Bu sırada savaş bitmişti, sadece yaralılar yerde acı
içinde ağlıyordu.
Kaiser ve diğerleri onlara geride herhangi bir büyük
yaralanma bırakmadı. İlk başta onları öldürmeyi planlamamışlardı, sadece onlara
bir ders vermek istediler.
Ancak, Shang Ke'nin yaralandığını gördüklerinde hepsi
çok kızdı. Tylor sinsi saldırganı geri sürükledikten sonra, birkaç kişi daha
hemen onu dövmek için koştu.
“O nasıl?” Tylor, Shang Ke'nin yanında çömeldi ve yanındaki
doktora sordu.
Doktor, bıçakla Shang Ke'nin giysisinin kolunu kesip
açarken cevap verdi, “Yaraya uygun şekilde bakıldığı sürece, çok fazla sorun olmamalı.”
Tylor, Kaiser'ın omzuna hafifçe yaslanırken Shang Ke'nin
kaşlarını çattığını ve yüzünün solduğunu gördü, birkaç damla ter damlıyor ve saçlarını
nemlendiriyordu.
“Ah, bu nedir?” Doktor aniden bağırdı.
Herkes baktı ve kanla boyanmış sağ kolunda, bir çiçek
dövmesinin soluk görüntüsünü gördü. Renk hem derin hem de hafifti, yapraklar katmanlar
halinde açılıyor ve göğsüne kadar uzanıyordu. Muhteşem bir alev gibi, açık teninde
bükülerek yanıyor gibiydi, insanları nefessiz bırakacak kadar güzeldi.
“Tanrım, daha önce hiç bu kadar güzel bir dövme görmemiştim.”

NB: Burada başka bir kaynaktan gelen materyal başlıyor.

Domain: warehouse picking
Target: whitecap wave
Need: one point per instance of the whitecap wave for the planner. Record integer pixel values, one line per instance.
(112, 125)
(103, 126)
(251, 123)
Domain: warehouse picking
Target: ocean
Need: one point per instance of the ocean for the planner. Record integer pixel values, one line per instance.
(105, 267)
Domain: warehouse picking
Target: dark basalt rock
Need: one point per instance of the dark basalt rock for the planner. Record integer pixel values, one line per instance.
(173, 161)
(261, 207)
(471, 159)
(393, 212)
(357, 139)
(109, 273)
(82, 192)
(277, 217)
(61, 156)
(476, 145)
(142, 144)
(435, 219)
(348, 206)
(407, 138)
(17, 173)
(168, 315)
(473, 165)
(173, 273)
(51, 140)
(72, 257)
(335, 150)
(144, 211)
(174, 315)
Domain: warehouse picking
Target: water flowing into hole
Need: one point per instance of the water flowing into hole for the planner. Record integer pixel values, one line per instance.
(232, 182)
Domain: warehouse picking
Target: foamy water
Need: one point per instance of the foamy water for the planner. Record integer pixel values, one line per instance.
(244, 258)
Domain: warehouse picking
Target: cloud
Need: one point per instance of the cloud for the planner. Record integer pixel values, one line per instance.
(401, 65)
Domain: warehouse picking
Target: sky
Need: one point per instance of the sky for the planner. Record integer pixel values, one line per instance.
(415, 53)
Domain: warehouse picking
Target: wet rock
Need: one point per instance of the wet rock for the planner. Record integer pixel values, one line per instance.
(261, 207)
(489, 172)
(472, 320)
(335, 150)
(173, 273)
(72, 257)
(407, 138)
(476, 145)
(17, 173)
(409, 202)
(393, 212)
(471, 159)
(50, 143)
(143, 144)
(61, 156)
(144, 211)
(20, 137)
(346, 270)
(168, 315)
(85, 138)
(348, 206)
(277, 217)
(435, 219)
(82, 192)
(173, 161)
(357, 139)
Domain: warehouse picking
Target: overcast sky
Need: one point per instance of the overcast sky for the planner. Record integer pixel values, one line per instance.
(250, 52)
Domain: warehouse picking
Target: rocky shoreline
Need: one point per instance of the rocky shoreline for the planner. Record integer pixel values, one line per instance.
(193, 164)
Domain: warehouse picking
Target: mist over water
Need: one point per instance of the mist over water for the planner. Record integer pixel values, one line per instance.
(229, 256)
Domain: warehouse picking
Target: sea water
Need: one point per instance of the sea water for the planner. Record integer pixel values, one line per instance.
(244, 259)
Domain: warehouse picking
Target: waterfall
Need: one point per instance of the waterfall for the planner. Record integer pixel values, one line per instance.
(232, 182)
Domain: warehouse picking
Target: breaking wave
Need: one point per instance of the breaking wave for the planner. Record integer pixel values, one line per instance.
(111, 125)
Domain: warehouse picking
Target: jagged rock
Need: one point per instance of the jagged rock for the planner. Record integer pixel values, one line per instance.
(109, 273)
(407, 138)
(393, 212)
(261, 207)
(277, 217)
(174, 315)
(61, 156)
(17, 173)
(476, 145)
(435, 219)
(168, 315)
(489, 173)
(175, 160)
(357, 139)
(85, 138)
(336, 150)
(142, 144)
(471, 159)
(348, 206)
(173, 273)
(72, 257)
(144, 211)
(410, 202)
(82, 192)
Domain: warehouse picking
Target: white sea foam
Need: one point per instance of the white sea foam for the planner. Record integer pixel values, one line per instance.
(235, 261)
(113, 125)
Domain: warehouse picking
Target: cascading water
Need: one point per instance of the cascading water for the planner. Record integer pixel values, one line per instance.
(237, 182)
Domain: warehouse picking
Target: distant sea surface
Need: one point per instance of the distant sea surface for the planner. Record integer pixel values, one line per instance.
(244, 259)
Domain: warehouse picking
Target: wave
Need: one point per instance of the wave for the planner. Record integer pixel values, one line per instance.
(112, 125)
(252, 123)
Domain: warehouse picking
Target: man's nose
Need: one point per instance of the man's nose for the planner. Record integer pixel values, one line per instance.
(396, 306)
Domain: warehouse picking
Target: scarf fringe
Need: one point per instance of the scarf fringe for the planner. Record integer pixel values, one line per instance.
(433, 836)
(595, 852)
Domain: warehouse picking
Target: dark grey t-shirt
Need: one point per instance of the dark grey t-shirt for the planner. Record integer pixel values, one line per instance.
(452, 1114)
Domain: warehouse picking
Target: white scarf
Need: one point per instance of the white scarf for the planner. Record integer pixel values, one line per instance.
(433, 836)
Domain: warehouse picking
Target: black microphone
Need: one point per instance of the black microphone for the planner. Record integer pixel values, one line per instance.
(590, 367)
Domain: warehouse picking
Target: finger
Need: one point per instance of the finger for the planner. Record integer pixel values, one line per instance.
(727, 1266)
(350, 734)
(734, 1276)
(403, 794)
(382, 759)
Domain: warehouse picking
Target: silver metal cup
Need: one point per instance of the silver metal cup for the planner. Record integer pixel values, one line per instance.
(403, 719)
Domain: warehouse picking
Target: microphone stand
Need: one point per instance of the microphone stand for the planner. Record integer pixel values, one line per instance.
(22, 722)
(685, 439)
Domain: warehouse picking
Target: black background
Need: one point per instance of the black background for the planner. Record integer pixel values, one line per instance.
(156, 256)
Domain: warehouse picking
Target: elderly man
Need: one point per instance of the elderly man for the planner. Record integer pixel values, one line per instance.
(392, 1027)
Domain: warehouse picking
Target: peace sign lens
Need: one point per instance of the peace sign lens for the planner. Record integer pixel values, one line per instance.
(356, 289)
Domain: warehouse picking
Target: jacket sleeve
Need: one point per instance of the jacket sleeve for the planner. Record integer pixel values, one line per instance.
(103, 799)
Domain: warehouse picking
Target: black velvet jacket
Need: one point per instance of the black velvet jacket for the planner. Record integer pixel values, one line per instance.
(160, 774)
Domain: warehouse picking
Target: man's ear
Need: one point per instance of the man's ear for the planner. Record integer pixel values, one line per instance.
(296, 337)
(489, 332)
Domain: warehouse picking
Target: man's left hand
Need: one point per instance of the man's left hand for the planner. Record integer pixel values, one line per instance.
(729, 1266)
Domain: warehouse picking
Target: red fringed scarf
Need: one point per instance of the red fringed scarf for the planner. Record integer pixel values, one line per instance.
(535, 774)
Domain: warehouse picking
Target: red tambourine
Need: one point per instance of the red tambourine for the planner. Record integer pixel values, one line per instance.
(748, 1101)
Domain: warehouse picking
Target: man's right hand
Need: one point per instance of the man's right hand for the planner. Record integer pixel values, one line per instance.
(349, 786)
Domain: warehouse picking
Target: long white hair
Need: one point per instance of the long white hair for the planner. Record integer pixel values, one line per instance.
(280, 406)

“Ne ne? Bir bakayım! Bir bakayım!”
Vücudu çıplak olan Shang Ke, merhametsiz izleyicilerle
karşılaştı. Doktor bile ne yapması gerektiğini unutmuştu.
Bu canı sıkılmış adamlar… bir dövme için yaygara yapmaya
gerek var mıydı?
Shang Ke doktora bakmak için gözlerini kaldırdı ve güçsüz
bir şekilde sordu, “Doktor Abe, oku çekebilir misin?”
Doktor, Shang Ke'nin durgun ve biraz buğulu gözleriyle
karşılaştı ve hemen içinden deli gibi bağırdı, Hayır, bana öyle bakma! Elim titreyecek!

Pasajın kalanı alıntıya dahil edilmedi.